Aber warum bloß werden diese möglichen Organspender nicht gemeldet? Weil es ethische Binnenkonflikte im Krankenhaus gibt, sagt Claudia Wiesemann, Medizinethikerin an der Uni Göttingen. Manche Mitarbeitende der Intensivmedizin kommen nicht damit klar und konnten darüber aber auch nie offen sprechen, dass sie zunächst unter vollem Einsatz um das Leben ihrer Patientin, ihres Patienten kämpfen und dann, wenn ein Hirntod vermutlich eingetreten ist, umschalten müssen auf "organprotektive Maßnahmen", um Organe wie Leber oder Herz am Laufen zu halten - für einen anderen Patienten. Womöglich haben Einzelne auch Zweifel an der Gleichsetzung von Hirntod und Tod. Für diese MitarbeiterInnen, sagt die Ethikprofessorin, muss es Lösungen geben, sich unter Wahrung ihrer moralischen Integrität am Organspendeverfahren zu beteiligen.
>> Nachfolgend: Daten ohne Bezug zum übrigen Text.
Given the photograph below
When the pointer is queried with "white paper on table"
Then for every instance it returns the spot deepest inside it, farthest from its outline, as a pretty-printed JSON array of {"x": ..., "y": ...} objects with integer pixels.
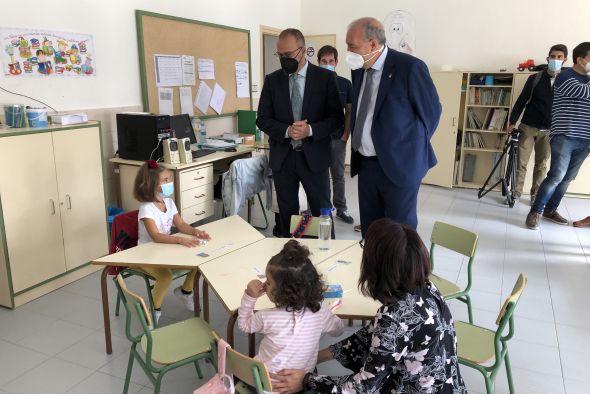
[
  {"x": 242, "y": 80},
  {"x": 188, "y": 70},
  {"x": 168, "y": 70},
  {"x": 203, "y": 97},
  {"x": 217, "y": 99},
  {"x": 166, "y": 104},
  {"x": 186, "y": 100},
  {"x": 206, "y": 69}
]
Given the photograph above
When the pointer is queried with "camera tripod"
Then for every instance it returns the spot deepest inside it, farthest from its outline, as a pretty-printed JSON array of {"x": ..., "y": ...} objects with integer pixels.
[{"x": 508, "y": 181}]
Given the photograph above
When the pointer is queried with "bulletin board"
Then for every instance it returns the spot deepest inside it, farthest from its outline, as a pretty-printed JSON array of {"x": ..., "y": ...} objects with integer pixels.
[{"x": 159, "y": 34}]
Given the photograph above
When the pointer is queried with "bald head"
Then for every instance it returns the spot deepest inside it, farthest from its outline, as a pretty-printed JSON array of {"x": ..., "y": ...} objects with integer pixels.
[{"x": 371, "y": 29}]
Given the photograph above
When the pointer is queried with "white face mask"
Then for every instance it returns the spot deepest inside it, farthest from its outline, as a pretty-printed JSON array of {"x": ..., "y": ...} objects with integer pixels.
[{"x": 356, "y": 61}]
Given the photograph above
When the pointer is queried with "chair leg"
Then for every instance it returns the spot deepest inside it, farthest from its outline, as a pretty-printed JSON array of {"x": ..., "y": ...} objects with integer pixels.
[
  {"x": 128, "y": 374},
  {"x": 469, "y": 311},
  {"x": 509, "y": 373},
  {"x": 199, "y": 373}
]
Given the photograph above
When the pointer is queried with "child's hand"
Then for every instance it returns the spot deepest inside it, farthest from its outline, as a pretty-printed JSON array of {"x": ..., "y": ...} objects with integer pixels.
[
  {"x": 188, "y": 242},
  {"x": 255, "y": 288},
  {"x": 202, "y": 235}
]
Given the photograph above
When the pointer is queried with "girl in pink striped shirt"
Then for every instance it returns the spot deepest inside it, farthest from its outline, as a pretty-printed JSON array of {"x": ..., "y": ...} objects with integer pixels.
[{"x": 293, "y": 328}]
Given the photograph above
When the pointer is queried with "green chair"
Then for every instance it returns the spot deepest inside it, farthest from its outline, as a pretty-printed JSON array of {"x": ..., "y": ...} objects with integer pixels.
[
  {"x": 253, "y": 375},
  {"x": 165, "y": 348},
  {"x": 460, "y": 241},
  {"x": 477, "y": 347},
  {"x": 312, "y": 230}
]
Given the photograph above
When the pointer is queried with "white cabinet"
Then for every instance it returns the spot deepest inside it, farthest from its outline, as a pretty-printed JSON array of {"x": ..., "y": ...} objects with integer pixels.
[{"x": 53, "y": 209}]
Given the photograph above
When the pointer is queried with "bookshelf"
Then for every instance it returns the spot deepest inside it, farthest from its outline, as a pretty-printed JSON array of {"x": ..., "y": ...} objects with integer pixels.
[{"x": 485, "y": 112}]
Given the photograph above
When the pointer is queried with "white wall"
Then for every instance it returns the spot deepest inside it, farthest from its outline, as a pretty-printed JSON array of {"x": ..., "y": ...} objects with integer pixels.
[
  {"x": 112, "y": 23},
  {"x": 467, "y": 34}
]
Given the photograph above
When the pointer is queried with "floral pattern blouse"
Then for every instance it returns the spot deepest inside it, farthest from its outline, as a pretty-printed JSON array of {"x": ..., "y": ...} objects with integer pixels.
[{"x": 410, "y": 348}]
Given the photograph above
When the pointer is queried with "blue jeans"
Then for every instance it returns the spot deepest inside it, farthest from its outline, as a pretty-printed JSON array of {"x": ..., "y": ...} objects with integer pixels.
[{"x": 567, "y": 156}]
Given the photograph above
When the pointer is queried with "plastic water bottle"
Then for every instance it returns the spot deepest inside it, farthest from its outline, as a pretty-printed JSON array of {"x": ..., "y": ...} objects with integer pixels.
[
  {"x": 325, "y": 229},
  {"x": 202, "y": 133}
]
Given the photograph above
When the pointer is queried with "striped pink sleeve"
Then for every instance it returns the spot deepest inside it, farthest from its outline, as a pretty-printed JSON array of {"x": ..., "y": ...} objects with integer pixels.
[
  {"x": 248, "y": 321},
  {"x": 332, "y": 324}
]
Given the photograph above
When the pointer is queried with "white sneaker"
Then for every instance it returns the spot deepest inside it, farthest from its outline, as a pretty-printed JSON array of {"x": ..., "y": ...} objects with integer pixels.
[{"x": 186, "y": 299}]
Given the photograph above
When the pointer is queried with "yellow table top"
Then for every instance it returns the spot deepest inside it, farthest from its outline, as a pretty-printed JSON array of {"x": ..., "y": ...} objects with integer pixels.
[
  {"x": 228, "y": 275},
  {"x": 228, "y": 235}
]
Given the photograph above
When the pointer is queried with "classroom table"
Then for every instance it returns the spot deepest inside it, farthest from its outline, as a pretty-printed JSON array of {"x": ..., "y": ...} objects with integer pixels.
[
  {"x": 250, "y": 262},
  {"x": 228, "y": 235}
]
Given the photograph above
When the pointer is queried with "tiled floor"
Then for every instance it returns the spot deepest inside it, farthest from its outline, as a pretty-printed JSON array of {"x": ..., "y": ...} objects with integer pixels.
[{"x": 56, "y": 345}]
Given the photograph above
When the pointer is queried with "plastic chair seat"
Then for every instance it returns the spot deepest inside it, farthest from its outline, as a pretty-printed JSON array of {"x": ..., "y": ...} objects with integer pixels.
[
  {"x": 474, "y": 343},
  {"x": 446, "y": 287},
  {"x": 179, "y": 341}
]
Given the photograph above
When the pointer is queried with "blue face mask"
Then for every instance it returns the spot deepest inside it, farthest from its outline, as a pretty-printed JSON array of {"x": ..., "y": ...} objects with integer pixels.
[
  {"x": 555, "y": 65},
  {"x": 167, "y": 189}
]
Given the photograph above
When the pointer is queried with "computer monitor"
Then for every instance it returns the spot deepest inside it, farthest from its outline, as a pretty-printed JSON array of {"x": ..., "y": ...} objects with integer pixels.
[{"x": 181, "y": 124}]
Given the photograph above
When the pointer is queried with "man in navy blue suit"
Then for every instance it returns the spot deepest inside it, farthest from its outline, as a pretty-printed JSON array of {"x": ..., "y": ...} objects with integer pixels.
[{"x": 395, "y": 110}]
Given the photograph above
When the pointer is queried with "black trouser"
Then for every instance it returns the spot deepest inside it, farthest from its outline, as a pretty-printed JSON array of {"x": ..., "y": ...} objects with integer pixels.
[
  {"x": 380, "y": 198},
  {"x": 316, "y": 185}
]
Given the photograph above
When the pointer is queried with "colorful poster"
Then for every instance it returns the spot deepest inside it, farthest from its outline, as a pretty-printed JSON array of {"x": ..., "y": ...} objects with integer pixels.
[{"x": 46, "y": 53}]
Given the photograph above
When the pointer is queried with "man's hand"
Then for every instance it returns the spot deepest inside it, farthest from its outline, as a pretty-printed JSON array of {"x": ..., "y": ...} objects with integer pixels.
[
  {"x": 299, "y": 130},
  {"x": 255, "y": 288}
]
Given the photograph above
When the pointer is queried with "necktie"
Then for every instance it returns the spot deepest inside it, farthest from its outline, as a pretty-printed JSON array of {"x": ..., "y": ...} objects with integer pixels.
[
  {"x": 296, "y": 103},
  {"x": 359, "y": 124}
]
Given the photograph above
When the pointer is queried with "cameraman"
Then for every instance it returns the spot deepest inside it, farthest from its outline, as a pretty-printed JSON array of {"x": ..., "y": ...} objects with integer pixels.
[
  {"x": 570, "y": 137},
  {"x": 536, "y": 98}
]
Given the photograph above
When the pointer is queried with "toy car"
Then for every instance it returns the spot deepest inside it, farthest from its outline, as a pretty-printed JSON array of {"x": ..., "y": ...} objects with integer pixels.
[{"x": 529, "y": 64}]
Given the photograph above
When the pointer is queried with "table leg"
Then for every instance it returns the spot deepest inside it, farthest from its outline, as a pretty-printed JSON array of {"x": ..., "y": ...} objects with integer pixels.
[
  {"x": 252, "y": 344},
  {"x": 105, "y": 309},
  {"x": 205, "y": 300},
  {"x": 196, "y": 298},
  {"x": 230, "y": 328}
]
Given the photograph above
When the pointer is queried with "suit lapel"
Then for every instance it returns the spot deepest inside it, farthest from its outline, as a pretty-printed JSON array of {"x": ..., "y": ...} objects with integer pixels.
[{"x": 386, "y": 79}]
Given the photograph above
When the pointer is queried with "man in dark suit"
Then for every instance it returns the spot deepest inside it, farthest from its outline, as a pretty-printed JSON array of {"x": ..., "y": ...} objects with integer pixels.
[
  {"x": 299, "y": 109},
  {"x": 395, "y": 110}
]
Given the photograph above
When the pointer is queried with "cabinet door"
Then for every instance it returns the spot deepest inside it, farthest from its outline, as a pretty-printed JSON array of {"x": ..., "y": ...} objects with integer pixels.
[
  {"x": 444, "y": 140},
  {"x": 81, "y": 194},
  {"x": 30, "y": 208}
]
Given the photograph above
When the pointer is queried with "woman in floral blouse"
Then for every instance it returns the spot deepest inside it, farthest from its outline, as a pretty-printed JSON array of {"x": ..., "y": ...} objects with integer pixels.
[{"x": 411, "y": 346}]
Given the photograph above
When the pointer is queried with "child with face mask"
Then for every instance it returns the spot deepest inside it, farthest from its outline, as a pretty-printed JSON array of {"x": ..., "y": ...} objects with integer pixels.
[{"x": 154, "y": 188}]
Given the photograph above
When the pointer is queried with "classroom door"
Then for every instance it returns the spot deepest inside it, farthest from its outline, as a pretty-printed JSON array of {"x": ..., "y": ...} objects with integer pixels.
[{"x": 444, "y": 140}]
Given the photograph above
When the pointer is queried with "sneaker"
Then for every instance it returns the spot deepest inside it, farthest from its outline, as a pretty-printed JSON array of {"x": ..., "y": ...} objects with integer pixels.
[
  {"x": 555, "y": 217},
  {"x": 186, "y": 299},
  {"x": 532, "y": 220},
  {"x": 345, "y": 217}
]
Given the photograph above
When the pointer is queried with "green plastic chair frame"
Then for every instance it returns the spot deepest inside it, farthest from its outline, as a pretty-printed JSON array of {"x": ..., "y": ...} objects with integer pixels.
[
  {"x": 460, "y": 241},
  {"x": 479, "y": 337},
  {"x": 191, "y": 328}
]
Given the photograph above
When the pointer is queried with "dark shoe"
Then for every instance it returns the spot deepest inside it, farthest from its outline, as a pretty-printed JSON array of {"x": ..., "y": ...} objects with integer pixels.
[
  {"x": 532, "y": 220},
  {"x": 555, "y": 217},
  {"x": 345, "y": 217},
  {"x": 582, "y": 223}
]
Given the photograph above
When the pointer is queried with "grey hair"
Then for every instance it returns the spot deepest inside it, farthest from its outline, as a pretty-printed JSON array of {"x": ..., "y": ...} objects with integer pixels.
[{"x": 372, "y": 29}]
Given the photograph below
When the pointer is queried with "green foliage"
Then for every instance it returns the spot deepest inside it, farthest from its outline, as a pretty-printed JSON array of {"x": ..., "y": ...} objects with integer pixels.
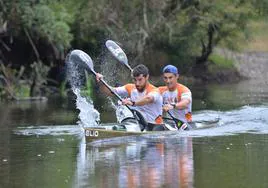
[
  {"x": 220, "y": 61},
  {"x": 11, "y": 84},
  {"x": 38, "y": 78}
]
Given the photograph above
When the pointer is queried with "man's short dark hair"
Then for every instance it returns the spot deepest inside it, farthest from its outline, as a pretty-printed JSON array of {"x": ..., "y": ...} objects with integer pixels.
[{"x": 140, "y": 69}]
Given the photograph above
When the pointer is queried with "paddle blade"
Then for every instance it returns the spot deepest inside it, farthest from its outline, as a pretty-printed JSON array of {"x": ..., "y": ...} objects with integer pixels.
[
  {"x": 81, "y": 58},
  {"x": 117, "y": 52}
]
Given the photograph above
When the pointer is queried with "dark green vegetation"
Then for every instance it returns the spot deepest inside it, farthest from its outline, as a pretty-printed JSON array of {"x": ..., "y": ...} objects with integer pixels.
[{"x": 35, "y": 36}]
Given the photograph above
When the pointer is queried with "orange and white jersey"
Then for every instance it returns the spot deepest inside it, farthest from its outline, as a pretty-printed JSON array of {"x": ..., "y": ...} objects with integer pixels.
[
  {"x": 152, "y": 112},
  {"x": 181, "y": 92}
]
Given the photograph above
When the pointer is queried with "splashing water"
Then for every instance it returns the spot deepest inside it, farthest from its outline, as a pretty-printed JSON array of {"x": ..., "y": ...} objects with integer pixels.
[
  {"x": 88, "y": 115},
  {"x": 121, "y": 111}
]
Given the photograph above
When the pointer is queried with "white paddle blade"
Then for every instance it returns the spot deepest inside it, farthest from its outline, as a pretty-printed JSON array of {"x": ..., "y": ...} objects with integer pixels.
[
  {"x": 117, "y": 52},
  {"x": 81, "y": 58}
]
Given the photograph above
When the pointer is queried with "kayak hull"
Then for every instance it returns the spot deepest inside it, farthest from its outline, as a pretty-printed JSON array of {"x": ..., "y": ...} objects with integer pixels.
[
  {"x": 106, "y": 132},
  {"x": 97, "y": 133}
]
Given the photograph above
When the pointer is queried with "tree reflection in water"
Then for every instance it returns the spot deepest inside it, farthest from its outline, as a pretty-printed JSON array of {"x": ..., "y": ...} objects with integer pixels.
[{"x": 142, "y": 163}]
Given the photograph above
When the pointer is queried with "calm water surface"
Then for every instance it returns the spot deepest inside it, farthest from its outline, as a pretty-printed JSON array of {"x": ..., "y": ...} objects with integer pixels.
[{"x": 42, "y": 145}]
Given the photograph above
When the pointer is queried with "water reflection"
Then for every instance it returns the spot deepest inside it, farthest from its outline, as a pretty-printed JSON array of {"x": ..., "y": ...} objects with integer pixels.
[{"x": 136, "y": 164}]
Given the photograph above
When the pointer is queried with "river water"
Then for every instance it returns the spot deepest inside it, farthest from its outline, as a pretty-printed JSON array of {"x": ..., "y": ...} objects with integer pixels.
[{"x": 42, "y": 145}]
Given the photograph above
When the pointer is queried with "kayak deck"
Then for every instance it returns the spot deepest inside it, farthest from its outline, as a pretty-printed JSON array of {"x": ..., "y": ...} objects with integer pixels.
[
  {"x": 106, "y": 132},
  {"x": 96, "y": 133}
]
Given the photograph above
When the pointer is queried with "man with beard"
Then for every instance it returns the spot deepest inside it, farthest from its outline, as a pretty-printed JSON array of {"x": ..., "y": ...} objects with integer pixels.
[
  {"x": 141, "y": 95},
  {"x": 177, "y": 98}
]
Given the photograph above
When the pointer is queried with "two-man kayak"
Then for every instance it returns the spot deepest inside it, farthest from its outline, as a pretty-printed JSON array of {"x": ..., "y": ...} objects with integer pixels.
[{"x": 129, "y": 127}]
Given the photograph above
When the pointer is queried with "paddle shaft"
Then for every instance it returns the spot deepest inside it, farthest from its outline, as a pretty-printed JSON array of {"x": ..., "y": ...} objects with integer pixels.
[{"x": 110, "y": 89}]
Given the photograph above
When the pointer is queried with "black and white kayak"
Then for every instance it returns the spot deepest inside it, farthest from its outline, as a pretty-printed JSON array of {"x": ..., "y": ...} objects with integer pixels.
[{"x": 130, "y": 127}]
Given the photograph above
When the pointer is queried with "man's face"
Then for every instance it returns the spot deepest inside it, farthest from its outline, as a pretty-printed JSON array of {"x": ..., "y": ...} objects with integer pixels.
[
  {"x": 170, "y": 80},
  {"x": 140, "y": 82}
]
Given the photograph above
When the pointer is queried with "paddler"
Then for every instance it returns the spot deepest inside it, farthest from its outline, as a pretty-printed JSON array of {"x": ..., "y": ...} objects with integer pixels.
[
  {"x": 141, "y": 95},
  {"x": 177, "y": 98}
]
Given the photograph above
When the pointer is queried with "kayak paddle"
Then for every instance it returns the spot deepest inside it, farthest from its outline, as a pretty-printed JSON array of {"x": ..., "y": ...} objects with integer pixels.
[{"x": 84, "y": 60}]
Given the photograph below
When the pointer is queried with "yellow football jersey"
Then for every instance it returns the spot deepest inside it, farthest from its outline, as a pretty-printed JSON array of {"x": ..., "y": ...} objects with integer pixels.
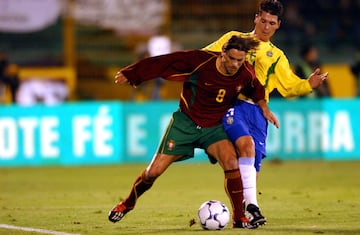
[{"x": 272, "y": 67}]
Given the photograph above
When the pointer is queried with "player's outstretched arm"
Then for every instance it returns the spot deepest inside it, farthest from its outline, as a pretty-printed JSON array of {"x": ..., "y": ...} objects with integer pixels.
[
  {"x": 268, "y": 114},
  {"x": 120, "y": 78}
]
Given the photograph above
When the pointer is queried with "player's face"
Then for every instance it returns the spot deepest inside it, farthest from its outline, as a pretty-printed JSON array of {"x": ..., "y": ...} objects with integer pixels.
[
  {"x": 232, "y": 60},
  {"x": 266, "y": 25}
]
Wahrscheinlich haben manche Krankenhausbeschäftigte ganz ähnliche Fragen wie manch andere in der Allgemeinbevölkerung, die sich bislang weder für noch gegen eine Organspende entscheiden mochten. Es gibt nämlich einige Fragen, die bislang nicht offen oder nicht oft genug oder nicht glaubwürdig genug beantwortet werden.
Zu Hause sterben trotz Organspendeausweis? Ja, geht!
Eine Beispielfrage ist sicher diese: "Kann ich dann nicht mehr zu Hause sterben, wenn ich einen Organspendeausweis unterschrieben habe?" Doch, natürlich! Denn wann stirbt man üblicherweise zu Hause? Wenn man eine schon länger dauernde Krankheit hat, für die es keine Besserung mehr gibt. Krebs zum Beispiel. Als Krebserkrankte kommt man gar nicht in die Situation, Organspenderin werden zu können. Weil nicht zuerst das Gehirn ausfällt, sondern das Herz.
Nur 0,5 Prozent der Verstorbenen haben vor dem Herzstillstand einen Hirntod erlitten. Ein Hirntod ist also etwas extrem Seltenes. Das passiert nur bei einem plötzlichen Ereignis wie einem Unfall, bei dem das Gehirn schwer geschädigt wird. Dann liegt man auf der Intensivstation, wird beatmet – und schließlich stirbt das Hirn ab, etwa wegen einer starken Blutung. Nur dann könnte man zum Organspender werden und mit im Schnitt drei Organen anderen Menschen ein Weiterleben ermöglichen.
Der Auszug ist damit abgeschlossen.